The deadline for applying to join the House of Habitat for Humanity is approaching

GRAND ISLAND, Neb. (Nebraska) – Buying a new home can be stressful, and the deadline for applying for a home to a local nonprofit is approaching for people in need. The Grand Island Area Habitat for Humanity is accepting applicants for habitat homes through February 28.

Those who have not received an application must attend an information session, which is where they will receive their application. Only three sessions remain, with the next one taking place on Saturday 11 February from 13:00-17:00

“The change we’ve made this year is that the information classroom is early in the application process,” said Alyssa Heagy, executive director of the Grand Island Area Habitat for Humanity. “It’s always been a part of the process, where they complete a phone interview, then an application, and then they take a class. This year, we got rid of the telephone interview and welcomed everyone to class.”

Heagy says the other sessions will take place on February 19 from 1-5pm and February 21 from 5:30-9:30 More than 70 applications came in last year, but only three houses were built. Most of them were denied due to incomplete applications, and the organization says the information sessions are one way to reduce the chances of that happening this year.

“In class we take them page by page through the app,” Heagy said. “What we found was that we were creating barriers within the application process by not explaining what information we are asking for.
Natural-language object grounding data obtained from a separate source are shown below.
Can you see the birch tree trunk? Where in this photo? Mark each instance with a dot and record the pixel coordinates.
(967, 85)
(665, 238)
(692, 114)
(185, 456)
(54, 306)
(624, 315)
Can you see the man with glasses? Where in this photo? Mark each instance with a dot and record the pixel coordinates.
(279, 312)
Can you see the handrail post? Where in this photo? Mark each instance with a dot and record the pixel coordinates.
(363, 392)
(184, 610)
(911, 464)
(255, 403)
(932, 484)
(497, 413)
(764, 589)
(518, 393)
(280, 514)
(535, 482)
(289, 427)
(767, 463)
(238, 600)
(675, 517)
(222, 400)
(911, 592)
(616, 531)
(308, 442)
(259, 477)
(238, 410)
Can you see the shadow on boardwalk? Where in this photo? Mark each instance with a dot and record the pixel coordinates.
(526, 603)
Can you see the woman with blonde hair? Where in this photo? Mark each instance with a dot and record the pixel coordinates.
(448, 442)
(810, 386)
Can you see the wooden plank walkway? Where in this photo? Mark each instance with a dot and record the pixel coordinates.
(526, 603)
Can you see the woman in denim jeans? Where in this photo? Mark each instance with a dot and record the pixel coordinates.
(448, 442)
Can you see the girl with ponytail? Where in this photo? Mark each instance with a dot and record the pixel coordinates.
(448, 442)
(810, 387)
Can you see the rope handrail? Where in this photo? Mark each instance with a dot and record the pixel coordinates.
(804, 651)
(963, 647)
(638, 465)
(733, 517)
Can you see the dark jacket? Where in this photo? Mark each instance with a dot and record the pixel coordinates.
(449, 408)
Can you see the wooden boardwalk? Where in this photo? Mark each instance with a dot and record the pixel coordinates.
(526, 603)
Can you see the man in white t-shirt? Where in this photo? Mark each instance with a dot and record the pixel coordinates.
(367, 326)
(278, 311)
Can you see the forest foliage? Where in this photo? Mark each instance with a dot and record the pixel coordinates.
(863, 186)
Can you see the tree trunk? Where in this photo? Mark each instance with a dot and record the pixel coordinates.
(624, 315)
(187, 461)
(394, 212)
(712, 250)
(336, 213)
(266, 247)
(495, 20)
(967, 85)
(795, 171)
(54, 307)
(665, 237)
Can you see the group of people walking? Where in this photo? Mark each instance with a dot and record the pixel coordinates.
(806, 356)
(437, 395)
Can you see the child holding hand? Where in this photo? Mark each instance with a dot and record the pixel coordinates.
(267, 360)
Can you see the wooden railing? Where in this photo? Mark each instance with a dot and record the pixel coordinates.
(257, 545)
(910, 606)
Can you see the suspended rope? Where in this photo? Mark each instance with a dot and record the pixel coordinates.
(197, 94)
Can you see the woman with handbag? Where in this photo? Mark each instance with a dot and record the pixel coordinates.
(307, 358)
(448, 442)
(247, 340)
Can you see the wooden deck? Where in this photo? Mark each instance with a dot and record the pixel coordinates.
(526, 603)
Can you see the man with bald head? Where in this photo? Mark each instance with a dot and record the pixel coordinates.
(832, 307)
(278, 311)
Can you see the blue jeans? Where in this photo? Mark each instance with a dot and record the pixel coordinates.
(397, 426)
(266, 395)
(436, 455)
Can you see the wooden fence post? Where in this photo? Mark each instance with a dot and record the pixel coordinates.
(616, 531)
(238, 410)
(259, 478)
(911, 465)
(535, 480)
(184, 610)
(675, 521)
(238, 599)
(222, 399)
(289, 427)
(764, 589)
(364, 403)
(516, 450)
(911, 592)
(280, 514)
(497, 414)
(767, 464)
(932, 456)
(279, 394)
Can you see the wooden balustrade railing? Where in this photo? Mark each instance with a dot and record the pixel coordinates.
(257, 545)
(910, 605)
Why is this important?”

He says incomplete applications are an automatic rejection and the reason the number of homes built has been low is because The Habitat lacks a key component in producing more homes.

“The number fluctuates,” Heagy said. “Historically it’s been between three and four homes each building season. We’ve been stuck at three for the past two years because we don’t have a full-time construction manager, so our houses are built by volunteers on Saturdays.”
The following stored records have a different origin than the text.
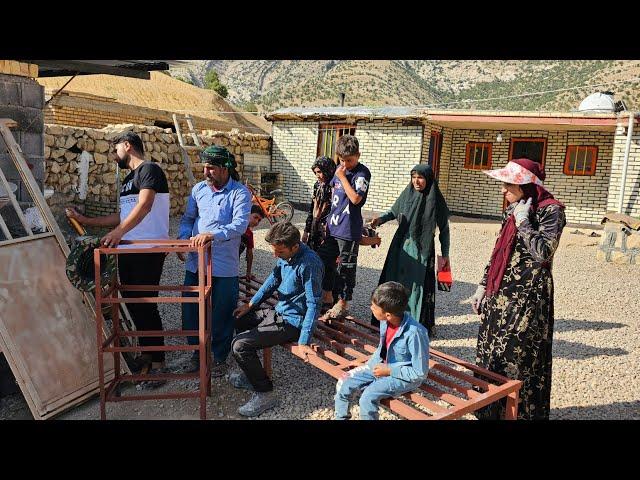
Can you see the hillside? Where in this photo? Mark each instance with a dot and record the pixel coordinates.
(440, 83)
(162, 92)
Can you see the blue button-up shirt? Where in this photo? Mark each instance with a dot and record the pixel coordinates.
(225, 214)
(299, 285)
(408, 353)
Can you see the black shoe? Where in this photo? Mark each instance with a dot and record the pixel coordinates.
(152, 384)
(193, 365)
(139, 364)
(432, 332)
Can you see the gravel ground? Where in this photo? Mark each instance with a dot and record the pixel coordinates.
(596, 339)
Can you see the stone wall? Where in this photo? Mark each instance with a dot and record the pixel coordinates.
(64, 146)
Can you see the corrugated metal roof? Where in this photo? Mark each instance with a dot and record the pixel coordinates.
(356, 112)
(125, 68)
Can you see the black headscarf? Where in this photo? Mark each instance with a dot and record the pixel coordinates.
(418, 212)
(326, 166)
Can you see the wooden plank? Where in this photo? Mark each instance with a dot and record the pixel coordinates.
(178, 130)
(45, 329)
(401, 408)
(425, 402)
(5, 230)
(447, 397)
(12, 197)
(469, 392)
(15, 241)
(192, 131)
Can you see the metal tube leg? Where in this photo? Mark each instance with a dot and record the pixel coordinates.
(202, 343)
(266, 360)
(511, 412)
(98, 287)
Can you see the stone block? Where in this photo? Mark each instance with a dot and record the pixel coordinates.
(101, 146)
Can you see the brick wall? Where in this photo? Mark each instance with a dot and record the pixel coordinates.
(473, 192)
(631, 201)
(89, 118)
(293, 152)
(388, 149)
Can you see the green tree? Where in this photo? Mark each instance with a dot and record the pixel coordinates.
(249, 107)
(212, 82)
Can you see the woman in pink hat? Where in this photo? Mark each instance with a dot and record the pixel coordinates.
(515, 297)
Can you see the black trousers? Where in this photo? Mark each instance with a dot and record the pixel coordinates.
(260, 329)
(143, 269)
(340, 278)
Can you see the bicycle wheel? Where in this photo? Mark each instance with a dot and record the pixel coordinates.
(283, 212)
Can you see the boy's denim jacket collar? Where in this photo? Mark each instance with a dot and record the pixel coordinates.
(408, 355)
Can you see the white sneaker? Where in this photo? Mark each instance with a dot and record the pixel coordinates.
(259, 403)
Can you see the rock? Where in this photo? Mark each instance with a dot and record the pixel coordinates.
(100, 158)
(101, 146)
(57, 153)
(109, 178)
(633, 241)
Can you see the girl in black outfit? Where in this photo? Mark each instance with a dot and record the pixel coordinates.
(314, 230)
He says their pay isn’t as competitive as others on the Grand Island, but they’re hoping to find a construction manager who sees the heart of their mission, which is to place people into permanent homes. He also says that all recipients of a habitat home have one thing in common.

“We look at the need for affordable, decent housing,” Heagy said. “There is a section in the application where they can write an essay. They can tell us what their current housing situation is and why they would benefit from a residential home. To me that section is what should distinguish the applications.

He says Habitat Homes are awarded to applicants who have the greatest need for a better home.